What You Need To Do To Make Your Vocals Pop

We all want vocals that stand out, but achieving this often eludes even the most seasoned of engineers.  Luckily, this one technique works in almost every application, and can be used in your mixes.  If you want your vocals to pop, keep reading, and use these steps in your next mix.

Part 1: Create a Parallel Vocal Track

Step 1: Send your vocal track to an aux or a bus.

Step 2: Set your send to unity, so that this parallel track is the same volume as your original vocal track.

Part 2: Compress the Vocal

Step 1: Heavily compress the aux track, using your go-to vocal compressor.  Set a low threshold, high ratio, as well as a quick attack and slow release.

Step 2: If your compressor has it, turn up the make up gain.  This way the quieter parts of your vocal recording will become more apparent.

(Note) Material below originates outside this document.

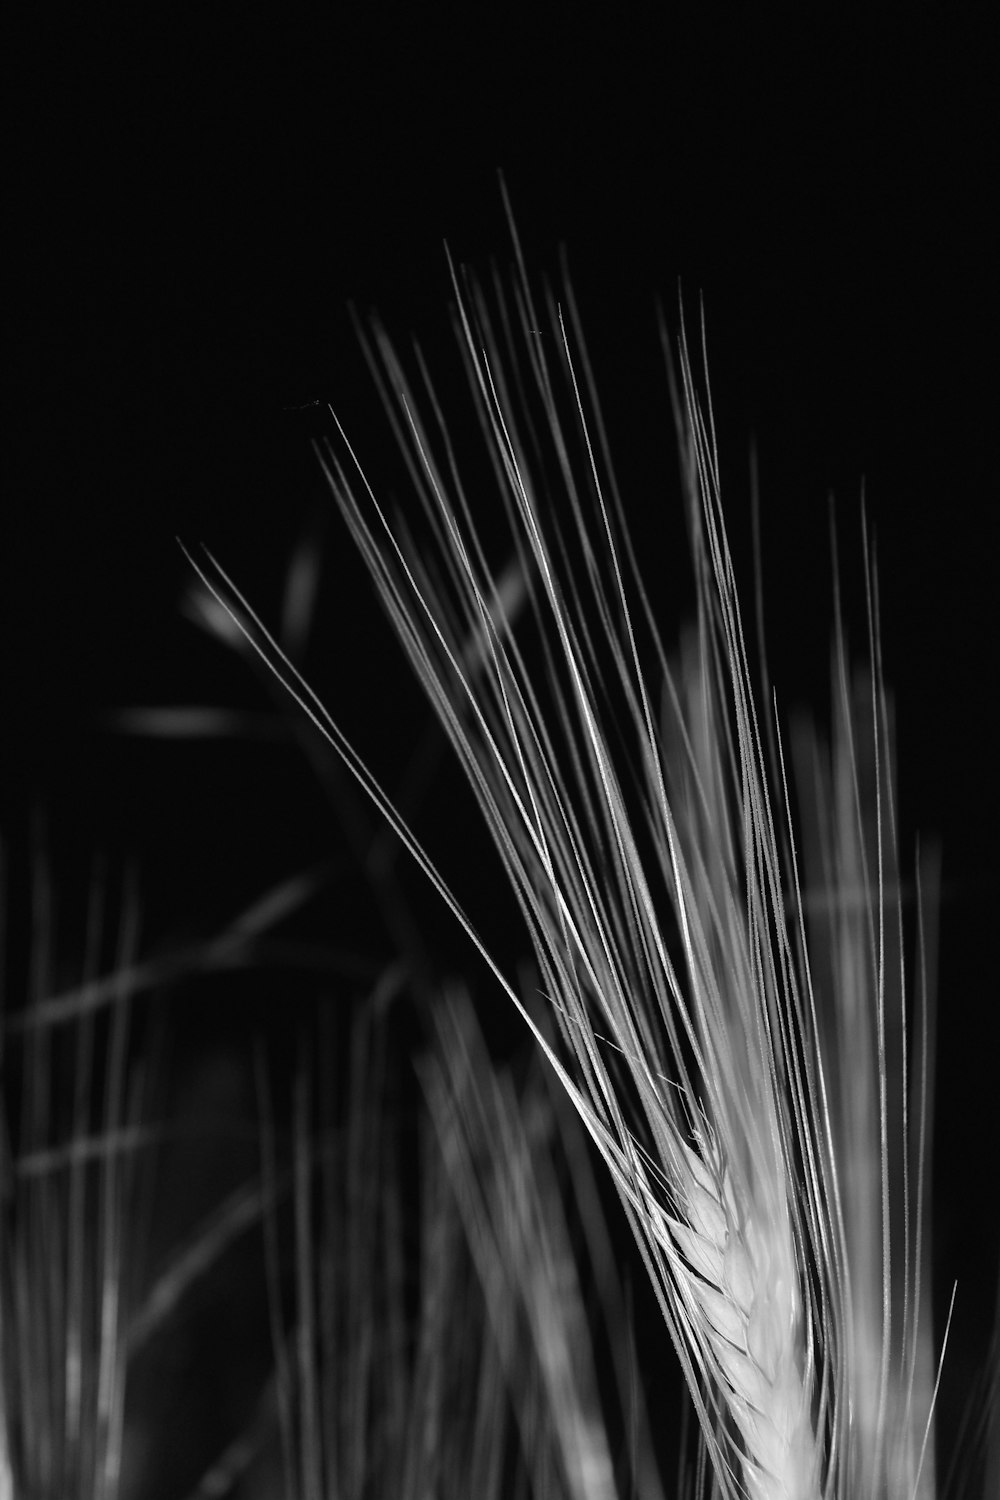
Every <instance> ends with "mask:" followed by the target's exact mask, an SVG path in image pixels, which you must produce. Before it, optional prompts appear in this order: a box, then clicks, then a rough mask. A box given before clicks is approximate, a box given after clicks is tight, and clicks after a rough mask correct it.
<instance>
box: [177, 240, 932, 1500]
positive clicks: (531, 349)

Heavy Compression Should be Used on the Auxiliary Vocal
Heavy compression should be used on the auxiliary vocal

Part 3: Distort the Vocal

Step 1: Distort the aux track, using distortion that is noticeable, but not excessive.  Use tube distortion to make your 2nd harmonic more noticeable.  Use tape or overdrive distortion to emphasize the 3rd order, and 4th order harmonics. 

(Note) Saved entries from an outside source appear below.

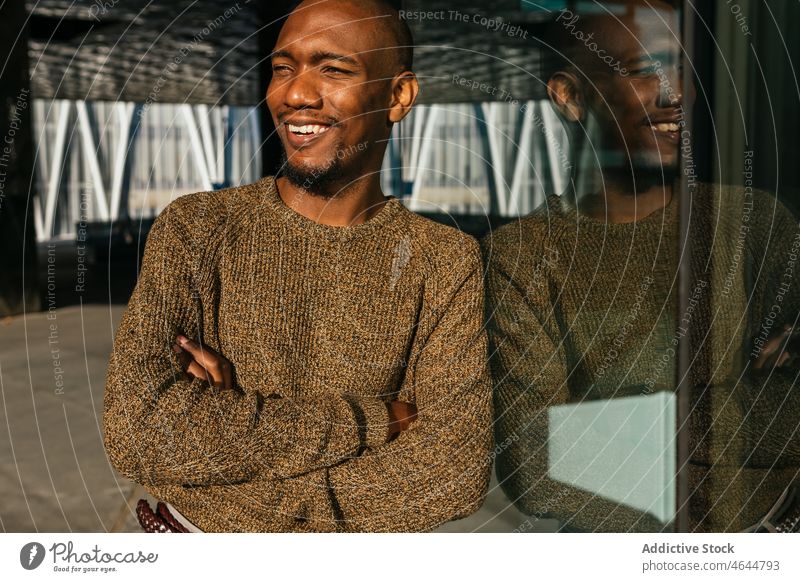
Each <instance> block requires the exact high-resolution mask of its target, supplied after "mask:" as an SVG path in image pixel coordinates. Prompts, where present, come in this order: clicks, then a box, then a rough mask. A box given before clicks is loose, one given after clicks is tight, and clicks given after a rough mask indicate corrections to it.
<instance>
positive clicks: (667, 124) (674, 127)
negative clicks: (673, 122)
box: [651, 123, 679, 132]
mask: <svg viewBox="0 0 800 582" xmlns="http://www.w3.org/2000/svg"><path fill="white" fill-rule="evenodd" d="M651 126H652V127H653V128H655V130H656V131H665V132H669V131H678V129H679V127H678V124H677V123H653V124H651Z"/></svg>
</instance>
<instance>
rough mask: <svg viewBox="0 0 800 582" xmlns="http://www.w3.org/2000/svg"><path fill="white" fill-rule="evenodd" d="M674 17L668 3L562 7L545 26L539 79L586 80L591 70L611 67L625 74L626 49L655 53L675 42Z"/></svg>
mask: <svg viewBox="0 0 800 582" xmlns="http://www.w3.org/2000/svg"><path fill="white" fill-rule="evenodd" d="M676 14H678V10H677V3H676V2H675V1H674V0H604V1H600V2H598V4H597V5H594V6H593V9H592V10H581V9H572V10H570V9H563V10H561V11H560V12H558V13H556V18H555V20H554V21H553V22H552V23H551V24H550V25H549V27H548V30H547V33H546V34H545V37H544V40H545V42H546V43H547V44H548V45H550V46H551V47H552V49H553V50H552V51H549V53H547V54H545V56H544V63H543V73H544V75H543V76H544V80H545V81H546V80H548V79H549V78H550V77H552V76H553V74H555V73H557V72H559V71H573V72H578V73H579V74H580V75H579V76H583V75H585V76H587V77H592V76H593V73H594V72H596V71H607V70H609V69H613V70H614V71H615V72H617V73H621V74H622V75H623V76H625V73H626V71H627V68H626V67H625V65H626V63H625V61H626V58H628V57H630V56H631V54H630V53H631V52H632V51H636V50H639V49H641V48H645V47H647V48H649V49H654V50H658V51H661V50H663V47H662V46H657V45H658V44H660V45H663V44H665V43H670V42H674V41H676V40H677V37H678V36H676V35H679V34H680V32H679V30H671V28H673V29H674V28H676V27H675V15H676Z"/></svg>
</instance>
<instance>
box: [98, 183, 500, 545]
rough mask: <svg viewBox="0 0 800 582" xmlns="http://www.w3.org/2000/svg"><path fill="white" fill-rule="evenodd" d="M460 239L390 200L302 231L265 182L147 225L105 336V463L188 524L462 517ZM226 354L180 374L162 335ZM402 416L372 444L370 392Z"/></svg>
mask: <svg viewBox="0 0 800 582" xmlns="http://www.w3.org/2000/svg"><path fill="white" fill-rule="evenodd" d="M481 265H482V262H481V256H480V249H479V246H478V244H477V242H476V241H474V239H471V238H470V237H468V236H466V235H464V234H462V233H459V232H457V231H456V230H454V229H451V228H449V227H445V226H442V225H439V224H436V223H433V222H432V221H429V220H426V219H424V218H422V217H419V216H417V215H415V214H413V213H411V212H410V211H408V210H407V209H405V208H404V207H403V205H402V204H401V203H400V202H399V201H398V200H397V199H394V198H392V199H390V200H389V201H388V202H387V203H386V204H385V205H384V207H383V208H382V209H381V210H380V211H379V212H378V213H377V214H376V215H375V216H374V217H373V218H372V219H370V220H368V221H367V222H365V223H363V224H360V225H356V226H351V227H334V226H327V225H322V224H318V223H315V222H313V221H311V220H309V219H306V218H305V217H303V216H302V215H300V214H298V213H296V212H294V211H293V210H291V209H290V208H289V207H288V206H286V205H285V204H284V203H283V201H282V200H281V198H280V196H279V194H278V192H277V189H276V185H275V180H274V179H273V178H265V179H262V180H261V181H259V182H257V183H255V184H252V185H247V186H242V187H238V188H231V189H227V190H222V191H218V192H209V193H198V194H193V195H188V196H183V197H181V198H179V199H177V200H175V201H174V202H172V203H171V204H170V205H169V206H168V207H167V208H166V209H165V210H164V211H163V212H162V213H161V215H160V216H159V217H158V219H157V220H156V222H155V224H154V225H153V228H152V230H151V232H150V234H149V237H148V240H147V245H146V248H145V256H144V261H143V264H142V270H141V273H140V276H139V281H138V283H137V286H136V289H135V291H134V293H133V296H132V297H131V300H130V303H129V305H128V309H127V310H126V312H125V314H124V316H123V319H122V321H121V323H120V326H119V329H118V331H117V335H116V338H115V344H114V351H113V355H112V357H111V361H110V364H109V369H108V376H107V386H106V394H105V403H104V404H105V415H104V431H105V443H106V450H107V453H108V456H109V458H110V460H111V462H112V464H113V465H114V467H116V468H117V469H118V470H119V471H120V472H121V473H122V474H124V475H125V476H127V477H129V478H130V479H132V480H134V481H137V482H138V483H140V484H142V485H143V486H144V487H145V488H146V489H147V490H148V491H149V492H150V493H151V494H152V495H154V496H155V497H157V498H159V499H162V500H165V501H167V502H169V503H170V504H172V505H173V506H174V507H176V508H177V509H178V510H179V511H180V512H181V513H182V514H183V515H185V516H186V517H187V518H188V519H190V520H191V521H192V522H193V523H195V524H196V525H197V526H198V527H199V528H201V529H202V530H204V531H275V532H277V531H419V530H430V529H433V528H435V527H436V526H438V525H440V524H442V523H444V522H446V521H449V520H452V519H456V518H459V517H464V516H466V515H468V514H470V513H472V512H473V511H475V510H476V509H477V508H478V507H479V505H480V504H481V502H482V499H483V497H484V496H485V493H486V489H487V487H488V481H489V473H490V467H491V457H490V452H491V449H492V430H491V418H492V410H491V404H492V398H491V387H490V379H489V371H488V365H487V363H486V360H487V357H486V356H487V353H486V350H487V345H486V334H485V331H484V328H483V272H482V266H481ZM179 333H183V334H185V335H186V336H187V337H190V338H195V339H202V341H203V342H204V343H205V344H206V345H208V346H210V347H211V348H213V349H215V350H217V351H218V352H219V353H221V354H222V355H224V356H225V357H226V358H228V359H229V360H230V361H231V363H232V364H233V366H234V370H235V375H236V390H235V391H219V390H217V389H215V388H213V387H210V386H209V385H208V383H207V382H205V381H201V380H198V379H192V378H189V377H187V376H186V375H185V374H183V373H182V372H181V371H180V367H179V362H178V360H177V358H176V356H175V355H174V354H173V353H172V351H171V346H172V344H173V342H174V340H175V337H176V335H177V334H179ZM392 399H400V400H404V401H407V402H413V403H415V404H416V406H417V408H418V418H417V420H416V421H415V422H414V423H412V424H411V426H410V428H409V429H408V430H406V431H404V432H402V433H401V434H400V435H399V436H398V437H397V438H395V439H394V440H392V441H391V442H387V439H388V426H387V425H388V411H387V407H386V402H387V401H389V400H392Z"/></svg>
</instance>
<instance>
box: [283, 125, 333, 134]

Step 2: Adjust to your personal taste.

Use FabFilter tube emulation to Achieve 2nd Order Harmonics
FabFilter tube emulation to achieve 2nd order harmonics

Part 4: Equalize the Mid Range of Your Vocal

Step 1: Place an equalizer on your aux track, and bump up the upper mid range frequencies.  These are typically 1kHz. to 3kHz. 

Step 2: Adjust the bell filter in frequency, amplitude and Q, until the vocal is present, but not harsh or unnatural sounding. 

FabFilter Pro with a high pass filter, and an amplified high mid-range
FabFilter Pro Q with a high pass filter, and an amplified high mid-range

Part 5: Blend the Aux Track

Step 1: Turn the aux track all the way down.  Listen to the full mix and slowly increase the amplitude of the aux track until it is blended in to your content.  It should be noticeable but not excessive, making the vocals pop, but not become unpleasant or harsh.

Step 2: With the track blended in, adjust any setting on your aux track you hear needs to be changed.

Blending in the auxiliary vocal track
Blending in the auxiliary vocal track

Conclusion:

Using this technique reasonably and responsibly will make your vocals cut through almost any mix. Experiment with the settings to make a sound that works best for your mixes.

What do you do to make your vocals pop?